Recent developments in Bosnia and Croatia support the assertion that Greater Serbia, while unlikely in the near future, is quietly being forged, ironically with the tacit backing of the countries which have for so long declared their hostility to the concept.

In Bosnia, the US, desperate to maintain NATO unity, has effectively capitulated to Serb aggression. The Clinton administration has withdrawn its threat to use airstrikes and retracted its opposition to granting the Bosnian Serbs confederal links with Serbia and Montenegro.

Under the modified contact group plan for the partition of Bosnia, the Bosnian Serbs - so long as they agree to the republic being divided more or less equally between them and a Muslim-Croat federation - won't have to pull back from the 70 percent of territory under their control until they're satisfied with the constitutional arrangements and the distribution of land.

The offer has the support of the Serbian leadership. It has also found favor with the Bosnian Serb leader Radovan Karadzic, who last week expressed his willingness to restart stalled peace talks on the basis of the revised contact group plan. The plan would freeze cease-fire lines and leave Milosevic in effective control of half of Bosnia.

Carter called

In a further sign of his softening stance toward accepting a settlement, Mr. Karadzic called on former US President Carter to act as intermediary.

Since Karadzic expressed his willingness to negotiate on the basis of this latest contact group plan, relations between Karadzic and Milosevic have eased. Telephone links between the two have been restored, and Bosnian Serb deputies visit Belgrade again.

In Croatia, where Milosevic enjoys far greater influence over his kin, international peace efforts are focusing on reintegrating the Serbs - who occupy almost one-third of the country - into the Croatian fold by offering them a high degree of autonomy. The level of self-rule is such that government officials in Zagreb have accused the plan's sponsors of trying to forge a ``state within a state.''

The Croatian Serbs, who insist on nothing less than full independence for the area they control, are nonetheless resistant to the proposal. Milosevic, on the other hand, has embraced the move and sought to nudge his brethren in Croatia to do the same.

Seeking a division

Under pressure from Belgrade, Croatian Serbs agreed to an economic cooperation deal with Zagreb that could pave the way for a lasting political solution. But given the seething animosities between the two sides, this could take years, Western diplomats say.

The Serbs admit they would procrastinate over the formulation of a final settlement and, in the meantime, consolidate their self-declared state, as the Turkish Cypriots have done in the north of the divided Mediterranean island.

``It is possible that decades will pass, as in Cyprus, in the maintenance of a status quo, until the only democratic method in such cases is applied: a referendum in which citizens will say in which country they want to live,'' Markovic says.

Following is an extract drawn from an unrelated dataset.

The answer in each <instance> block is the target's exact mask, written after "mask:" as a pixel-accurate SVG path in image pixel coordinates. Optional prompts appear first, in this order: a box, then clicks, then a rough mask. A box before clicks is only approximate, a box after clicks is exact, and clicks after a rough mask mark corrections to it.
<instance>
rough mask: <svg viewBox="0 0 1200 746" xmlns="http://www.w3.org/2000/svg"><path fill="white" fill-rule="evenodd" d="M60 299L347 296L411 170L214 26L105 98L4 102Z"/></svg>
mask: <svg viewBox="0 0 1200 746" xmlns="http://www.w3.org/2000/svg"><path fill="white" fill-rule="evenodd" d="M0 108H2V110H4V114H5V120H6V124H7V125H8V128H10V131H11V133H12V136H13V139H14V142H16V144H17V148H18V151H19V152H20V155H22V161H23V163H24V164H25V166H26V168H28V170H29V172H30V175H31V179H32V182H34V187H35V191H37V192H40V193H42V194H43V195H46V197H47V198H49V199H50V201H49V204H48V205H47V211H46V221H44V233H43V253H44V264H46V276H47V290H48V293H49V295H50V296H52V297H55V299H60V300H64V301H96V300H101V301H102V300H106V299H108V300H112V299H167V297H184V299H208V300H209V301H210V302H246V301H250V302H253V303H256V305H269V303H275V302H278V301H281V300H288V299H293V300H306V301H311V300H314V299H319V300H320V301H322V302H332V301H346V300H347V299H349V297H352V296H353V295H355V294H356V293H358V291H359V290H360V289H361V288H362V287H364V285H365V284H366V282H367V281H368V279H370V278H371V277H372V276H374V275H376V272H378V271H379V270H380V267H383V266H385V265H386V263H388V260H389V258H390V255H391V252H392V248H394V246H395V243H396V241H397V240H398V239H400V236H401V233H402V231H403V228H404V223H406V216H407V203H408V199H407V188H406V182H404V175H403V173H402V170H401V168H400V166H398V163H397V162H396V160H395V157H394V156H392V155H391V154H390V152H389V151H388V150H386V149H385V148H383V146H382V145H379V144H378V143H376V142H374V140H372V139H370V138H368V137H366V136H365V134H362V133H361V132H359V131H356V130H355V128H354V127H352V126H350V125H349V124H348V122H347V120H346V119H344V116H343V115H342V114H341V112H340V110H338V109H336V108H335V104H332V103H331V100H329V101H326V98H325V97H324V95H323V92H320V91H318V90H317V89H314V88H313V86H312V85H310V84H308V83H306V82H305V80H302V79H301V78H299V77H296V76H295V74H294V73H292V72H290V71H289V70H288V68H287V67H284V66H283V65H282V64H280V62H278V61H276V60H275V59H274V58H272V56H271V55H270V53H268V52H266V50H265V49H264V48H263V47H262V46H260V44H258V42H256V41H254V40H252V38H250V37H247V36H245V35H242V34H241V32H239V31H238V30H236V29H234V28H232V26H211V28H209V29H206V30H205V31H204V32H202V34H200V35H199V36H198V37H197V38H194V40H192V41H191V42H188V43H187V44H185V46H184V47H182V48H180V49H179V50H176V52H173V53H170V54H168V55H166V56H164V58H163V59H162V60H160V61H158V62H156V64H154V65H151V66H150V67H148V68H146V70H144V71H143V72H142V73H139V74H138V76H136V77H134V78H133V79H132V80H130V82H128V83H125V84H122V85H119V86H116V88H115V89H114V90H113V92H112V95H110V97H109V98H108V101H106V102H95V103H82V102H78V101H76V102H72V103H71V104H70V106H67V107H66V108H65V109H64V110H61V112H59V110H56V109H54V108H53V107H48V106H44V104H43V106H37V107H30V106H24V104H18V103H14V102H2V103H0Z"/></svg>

``As for the Serbs, they have definitely decided not to live under Ustashe [a term for World War II Croatian fascists that the Serbs ascribe to the present Croatian authorities] under any circumstances.''

What is emerging, Western analysts say, is a Greater Serbia in all but name.

Milosevic appears to have realized that careful diplomacy, subterfuge and, above all, time are now the key to fulfilling his ambition.